Using other products to promote books, or books to promote other products, is not quite the same thing as merchandising: all those Charlie and Lola/Snowman/Maisie/Winnie-the-Pooh mugs and lunchboxes are a separate issue. As was Harry Potter on everything from board games to fancy dress. Though the HP chocolate frogs were an interesting development – an ingenious case of commerce producing something that had existed only in fiction, since the moving image cards they came with tried to recreate a product of Rowling’s imagination. Bertie Bott’s Any Flavour Beans were similar, though strictly speaking they were still just jelly beans; there was no evidence that any of them actually tasted of earwax.

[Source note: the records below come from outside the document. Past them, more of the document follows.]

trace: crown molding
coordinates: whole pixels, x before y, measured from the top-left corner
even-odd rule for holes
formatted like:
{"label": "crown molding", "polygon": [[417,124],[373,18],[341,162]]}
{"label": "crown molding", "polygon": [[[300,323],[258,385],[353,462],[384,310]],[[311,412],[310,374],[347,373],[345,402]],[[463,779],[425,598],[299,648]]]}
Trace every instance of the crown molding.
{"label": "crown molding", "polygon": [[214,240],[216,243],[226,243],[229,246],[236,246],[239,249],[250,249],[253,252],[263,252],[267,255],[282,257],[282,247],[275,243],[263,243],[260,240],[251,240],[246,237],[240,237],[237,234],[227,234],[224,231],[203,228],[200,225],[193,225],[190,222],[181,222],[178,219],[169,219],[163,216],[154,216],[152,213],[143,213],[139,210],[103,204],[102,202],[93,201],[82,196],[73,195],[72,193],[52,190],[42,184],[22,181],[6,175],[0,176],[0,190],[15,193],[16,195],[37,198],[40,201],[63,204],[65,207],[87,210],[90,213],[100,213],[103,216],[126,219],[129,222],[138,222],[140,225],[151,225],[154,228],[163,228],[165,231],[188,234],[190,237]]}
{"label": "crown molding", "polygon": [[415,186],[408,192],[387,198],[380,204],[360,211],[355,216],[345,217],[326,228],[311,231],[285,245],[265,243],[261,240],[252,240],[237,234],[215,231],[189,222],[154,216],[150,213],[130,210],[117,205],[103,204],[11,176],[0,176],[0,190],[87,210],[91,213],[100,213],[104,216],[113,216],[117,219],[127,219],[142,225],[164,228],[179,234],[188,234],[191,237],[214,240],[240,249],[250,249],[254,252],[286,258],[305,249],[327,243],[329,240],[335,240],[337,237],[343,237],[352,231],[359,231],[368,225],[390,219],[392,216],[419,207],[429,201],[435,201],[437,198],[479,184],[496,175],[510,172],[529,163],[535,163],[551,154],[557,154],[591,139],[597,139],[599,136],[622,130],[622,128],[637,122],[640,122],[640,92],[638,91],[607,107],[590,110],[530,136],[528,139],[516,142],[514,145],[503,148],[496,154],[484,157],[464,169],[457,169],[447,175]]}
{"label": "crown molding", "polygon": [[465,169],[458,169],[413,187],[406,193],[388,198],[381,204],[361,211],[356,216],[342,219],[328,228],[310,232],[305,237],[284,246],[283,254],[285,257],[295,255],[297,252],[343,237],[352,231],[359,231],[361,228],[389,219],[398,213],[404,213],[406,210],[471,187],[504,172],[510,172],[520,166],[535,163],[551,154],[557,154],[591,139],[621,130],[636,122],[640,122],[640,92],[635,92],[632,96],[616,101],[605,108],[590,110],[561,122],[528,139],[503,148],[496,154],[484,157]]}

There is perhaps a moral issue here – should the unqualified benefits of reading be tainted by business interests (other than publishers’ and booksellers’)? Perhaps the answer is that if the product also promotes the book (as Marmite is doing), it is all to the good.

I wonder if publishers of the future will have whole departments trying to marry fictional characters with products for mutual promotion? Not just at the level of Peter Rabbit enthusing about carrots or Alex Rider endorsing torches (or ironing boards to ski down mountains on) but at a more subtle level, like the Marmite campaign, of matching ideas: "You either love it or you hate it" being mirrored by the contrast between Henry and Peter. What would those matches be? Let me know your brilliant ideas.

Has anyone noticed, though, that if you like Marmite, it puts you on Perfect Peter’s team? And what child would ever want to be? I suppose the pitch is aimed at parents after all.